“Ah,” he said, “that’s not in the contract! You shall hear as soon as we’re in Bushey Park, not before. We’re going to talk of Pauline Leicester all the way down.”
“I hear Katya Lascarides has come back,” she said. “Well, then, about your Pauline.”
“Well,” Grimshaw said, “I’ve said you haven’t got to fear Pauline’s taking any revenge on you, but you have got to fear that she’ll upset your little game with Dudley Leicester.”
“What’s my little game with Dudley, anyhow?” she said. “I don’t want him.”
“What Pauline’s going to do is to make a man of him,” Robert Grimshaw said. “She’ll put some life into him. She’ll put some backbone into him. He’ll end up by being a pretty representative County Member. But your game has always been to make a sort of cross between a puppy and a puppet out of him.

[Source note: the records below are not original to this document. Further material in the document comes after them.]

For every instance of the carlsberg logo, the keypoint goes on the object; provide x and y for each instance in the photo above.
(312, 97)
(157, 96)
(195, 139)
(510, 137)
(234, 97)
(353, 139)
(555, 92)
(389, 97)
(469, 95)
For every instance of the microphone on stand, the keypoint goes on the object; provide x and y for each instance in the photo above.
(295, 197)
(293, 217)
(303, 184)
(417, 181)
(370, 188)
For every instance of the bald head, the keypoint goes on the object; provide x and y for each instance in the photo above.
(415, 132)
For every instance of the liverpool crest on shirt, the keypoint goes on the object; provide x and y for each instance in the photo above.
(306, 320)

It’s that little game that Pauline will spoil.”
She turned a furious red.
“Now, before God,” she said, “I’d have made a good wife to him. You haven’t the right to say that to me, Robert Grimshaw.” And she picked furiously at her thick riding-gloves with one hand after the other. “By Jove, if I’d my crop with me, I think I should lay it over your back.”
“You couldn’t lay it over my back,” he said placidly, “because I’m sitting down; but I’m not insulting you in that way. I dare say you’d have been perfectly faithful to Dudley—faithful and probably furiously jealous too; but you wouldn’t have made a man of him. He’d have lived a sort of doll’s life under your petticoats. You’d probably have made him keep a racing-stable, and drop a pot of money at Monte Carlo, and drop another pot over bridge, and you’d have got him involved all round, and he’d have dragged along somehow whilst you carried on as women to-day do carry on. That’s the sort of thing it would have been. Mind! I’m not preaching to you. If people like to live that sort of life, that’s their business. It takes all sorts to make a world, but ...”
Lady Hudson suddenly put her hand upon his knee.
“I’ve always believed, Robert Grimshaw,” she said—“I always did believe that it was you who made Dudley break off from me. You’re the chap, aren’t you, that made him look after his estates, and become a model landowner, and nurse the county to give him a seat? All that sort of thing.”